This post updates the tale of New Zealand’s mortality to 2020, the year of the Covid-19 pandemic.
A previous post told the tale of mortality in Aotearoa for the years 2000-2010 and 2010-18. It showed how death rates were falling, which means mortality is improving, adding to longer lifespans. In the second period, the fall in death rates began to stall, as has happened in other countries, across nearly all age groups over age 50, for males and females.
The chart below updates with the most recent mortality data to 2020. A significant improvement in mortality rates in 2020, the Covid year, is visible in the downtick of the trend lines of age-specific death rates, especially at the oldest ages.
The improvement in 2020 was still not enough for the improvement over the decade 2010-2020 to catch up with that seen in 2000-10. The same tale of two mortality decades – fast, then slow mortality improvement – holds.
For both males and females over age 50, the rate of improvement has been noticeably reduced in the later period, except for females aged 90 and over. There is even a small worsening of mortality rates in the second period for females aged 55-59. However, the trends are still a reduction in mortality rates, which means life expectancy continues to increase.

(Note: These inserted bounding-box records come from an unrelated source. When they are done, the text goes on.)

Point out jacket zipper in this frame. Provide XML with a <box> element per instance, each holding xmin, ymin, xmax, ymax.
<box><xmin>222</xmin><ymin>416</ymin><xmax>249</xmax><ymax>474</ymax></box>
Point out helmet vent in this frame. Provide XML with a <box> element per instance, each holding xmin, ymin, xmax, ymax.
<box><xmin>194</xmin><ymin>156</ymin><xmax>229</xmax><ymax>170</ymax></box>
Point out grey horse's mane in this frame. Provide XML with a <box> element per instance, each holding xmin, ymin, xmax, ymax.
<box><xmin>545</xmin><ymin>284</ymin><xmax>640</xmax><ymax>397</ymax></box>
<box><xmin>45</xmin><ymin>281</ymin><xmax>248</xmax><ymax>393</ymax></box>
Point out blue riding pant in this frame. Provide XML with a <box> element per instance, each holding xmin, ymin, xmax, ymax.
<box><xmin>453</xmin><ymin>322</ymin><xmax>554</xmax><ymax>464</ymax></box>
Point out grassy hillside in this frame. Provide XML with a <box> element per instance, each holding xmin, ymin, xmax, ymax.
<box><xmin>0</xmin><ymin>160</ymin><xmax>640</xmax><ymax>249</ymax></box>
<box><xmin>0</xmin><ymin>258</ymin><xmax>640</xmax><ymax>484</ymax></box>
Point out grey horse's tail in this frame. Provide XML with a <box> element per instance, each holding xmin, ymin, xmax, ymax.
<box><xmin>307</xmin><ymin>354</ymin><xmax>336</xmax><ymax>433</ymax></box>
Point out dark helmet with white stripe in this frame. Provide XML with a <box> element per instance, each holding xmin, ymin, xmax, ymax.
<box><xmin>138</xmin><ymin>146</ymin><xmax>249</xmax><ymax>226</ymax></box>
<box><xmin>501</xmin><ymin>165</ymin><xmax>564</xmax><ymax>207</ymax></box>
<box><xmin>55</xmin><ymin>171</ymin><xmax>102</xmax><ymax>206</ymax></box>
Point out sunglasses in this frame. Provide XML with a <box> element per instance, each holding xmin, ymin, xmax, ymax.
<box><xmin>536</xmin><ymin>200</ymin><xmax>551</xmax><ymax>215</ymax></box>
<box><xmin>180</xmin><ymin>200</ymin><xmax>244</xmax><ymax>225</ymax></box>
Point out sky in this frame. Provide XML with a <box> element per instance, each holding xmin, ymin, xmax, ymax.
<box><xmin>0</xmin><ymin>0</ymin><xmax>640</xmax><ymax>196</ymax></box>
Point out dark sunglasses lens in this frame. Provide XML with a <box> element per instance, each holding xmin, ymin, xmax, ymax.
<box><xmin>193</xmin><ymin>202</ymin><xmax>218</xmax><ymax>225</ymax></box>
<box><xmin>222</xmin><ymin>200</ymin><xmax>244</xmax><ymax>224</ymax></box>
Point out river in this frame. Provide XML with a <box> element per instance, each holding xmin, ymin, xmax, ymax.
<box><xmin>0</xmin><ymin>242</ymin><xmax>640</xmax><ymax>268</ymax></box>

The conclusion is the same as the previous tale. Average lifespans are getting longer, just not as fast as they once were.
All calculations on data from Stats NZ Age-specific death rates by sex, December years (total population) Downloaded 20 June 2021. Trend lines are calculated as the basis for finding rates of change as raw data has year-by-year volatility, but the shapes of the annual rates of change based on raw data are similar.